Esaminiamo più da vicino il caso del Mali, che è, nell’ordine, il nono paese di provenienza dei migranti giunti in Italia.
Molteplici sono qui le cause dell’emigrazione: la povertà, l’instabilità politica, il terrorismo islamico e le crisi ambientali.
Da anni il paese è infatti dilaniato da scontri interni in cui si è inserito anche il gruppo di Al Qaeda; inoltre il Mali è uno dei paesi più poveri del mondo: occupa il quintultimo posto nella classifica mondiale dello sviluppo umano e la maggior parte della popolazione vive con meno di due dollari al giorno. A tutto ciò si sono aggiunte diverse crisi ambientali, che hanno provocato un aumento della desertificazione e spinto migliaia di persone a fuggire.
La nazionalità africana che arriva di più in Italia è comunque quella tunisina.
La Tunisia viene considerato “un paese sicuro” per cui i nostri politici, di destra come di sinistra, non considerano “legittima” l’emigrazione da quel paese. Si tratterebbe di una emigrazione puramente economica per cui i tunisini non avrebbero il diritto di essere accolti.
Sì, è vero, di problemi econonomici si tratta: parliamo di una disoccupazione giovanile al 40% e di una povertà estrema nelle aree rurali, parliamo insomma di una generazione senza prospettive.

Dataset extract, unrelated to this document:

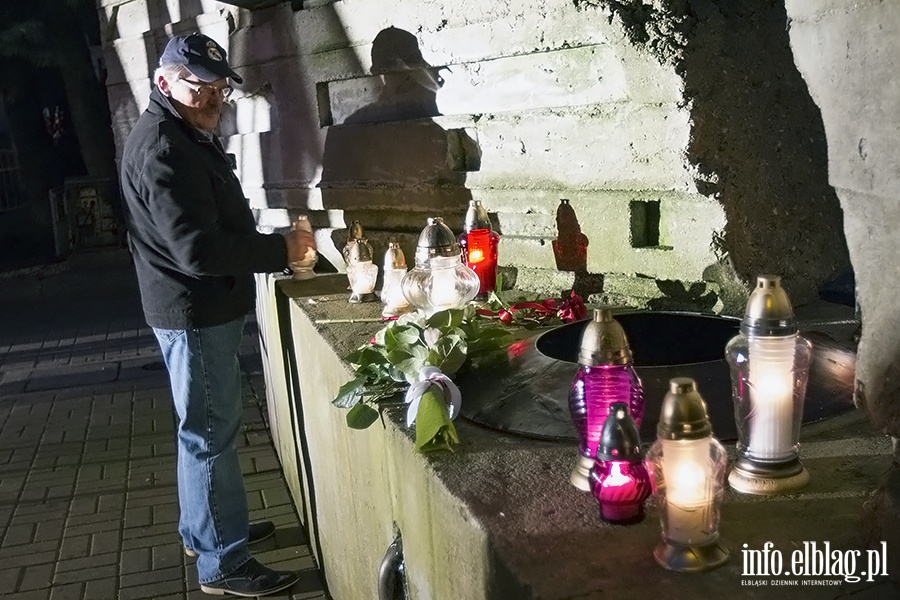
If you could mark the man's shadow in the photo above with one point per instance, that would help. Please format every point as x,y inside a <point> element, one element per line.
<point>389,154</point>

I nostri politici non riusciranno però mai convincerci di due cose:
1)che la miseria sia meno grave della guerra
2) che i giovani laureati e diplomati che non trovano lavoro nel nostro paese abbiano il diritto di andare a cercarlo altrove, mentre ai giovani tunisini, qualunque sia il loro grado di formazione, questo diritto non debba essere riconosciuto.